The morning manna fed the Israelites all day; it is only when the believer in the morning secures his quiet time in secret to effectively renew loving fellowship with his Savior that abiding in Christ can be kept up all day. But what cause for thanksgiving that it can be done! In the morning, with its freshness and quiet, the believer can look out upon the day. He can consider its duties and its temptations, and go over them beforehand, as it were, with his Savior, casting all upon Him who has promised to be everything to him. Christ is his manna, his nourishment, his strength, and his life; he can take enough for that day, Christ being his for all the needs the day may bring. In this way the believer can proceed with the assurance that his day will be one of blessing and growth.
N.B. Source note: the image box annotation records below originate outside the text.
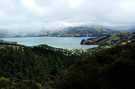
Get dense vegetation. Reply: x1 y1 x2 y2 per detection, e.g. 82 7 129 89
0 36 135 89
50 43 135 89
81 32 135 46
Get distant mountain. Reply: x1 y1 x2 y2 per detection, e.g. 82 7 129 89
42 26 118 37
81 32 135 46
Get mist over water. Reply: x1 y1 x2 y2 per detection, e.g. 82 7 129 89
0 37 97 49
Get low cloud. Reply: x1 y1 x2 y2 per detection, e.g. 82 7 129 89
0 0 135 31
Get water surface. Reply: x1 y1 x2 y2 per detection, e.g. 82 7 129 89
0 37 97 49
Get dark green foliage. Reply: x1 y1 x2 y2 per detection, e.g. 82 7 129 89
0 46 49 84
81 32 135 46
0 77 40 89
49 43 135 89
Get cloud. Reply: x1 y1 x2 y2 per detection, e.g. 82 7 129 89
0 0 135 31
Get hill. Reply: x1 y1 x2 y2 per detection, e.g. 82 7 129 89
81 32 135 46
50 43 135 89
41 26 118 37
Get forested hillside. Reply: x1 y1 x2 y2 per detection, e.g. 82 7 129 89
0 39 135 89
50 43 135 89
81 32 135 46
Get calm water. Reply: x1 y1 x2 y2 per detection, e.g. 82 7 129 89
0 37 97 49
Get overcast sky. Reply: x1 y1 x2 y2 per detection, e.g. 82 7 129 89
0 0 135 31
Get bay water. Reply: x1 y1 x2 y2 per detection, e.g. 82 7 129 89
0 37 97 49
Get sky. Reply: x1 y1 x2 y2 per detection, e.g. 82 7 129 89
0 0 135 32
And then, as the lesson of the value and the work of the single day is being taken to heart, the learner is unconsciously being led on to perceive the secret of ‘‘day by day continually’’ (Exodus 29:38). The blessed abiding grasped by faith for each day apart is an unceasing and ever-increasing growth. Each day of faithfulness brings a blessing for the next, making both the trust and the surrender easier and more blessed. And so the Christian life grows; as we give our whole heart to the work of each day. And so each day separately, all the day continually, and day by day successively, we abide in Jesus.
The days make up the life; what once appeared too high and too great to attain is given to the soul that was content to take and use ‘‘enough for the day, as prescribed for each day’’ (Ezra 3:4 NIV). Even here on earth the voice is heard: ‘‘Well done, good and faithful servant; you have been faithful over a few things, I will make you ruler over many things. Enter into the joy of your master’’ (Matthew 25:23). Our daily life becomes a wonderful interchange of God’s daily grace and our daily praise: ‘‘Who daily loads us with His benefits’’ (Psalm 68:19); ‘‘that I may daily perform my vows’’ (Psalm 61:8). God’s reason for daily giving is understood as we see how He gives only enough but also fully enough for each day.
We are encouraged to adopt His way, the way of daily asking and expecting. We begin to number our days not from the sun’s rising over the world, or by the work we do or the food we eat, but by the daily renewal of the miracle of the manna—the blessing of daily fellowship with Him who is the Life and the Light of the world. The heavenly life is as unbroken and continuous as the earthly; abiding in Christ each day brings to that day sufficient blessing. And so we learn to abide in Him every day, all through the day.
Lord, help us to see that this is enough—for today and every day to come.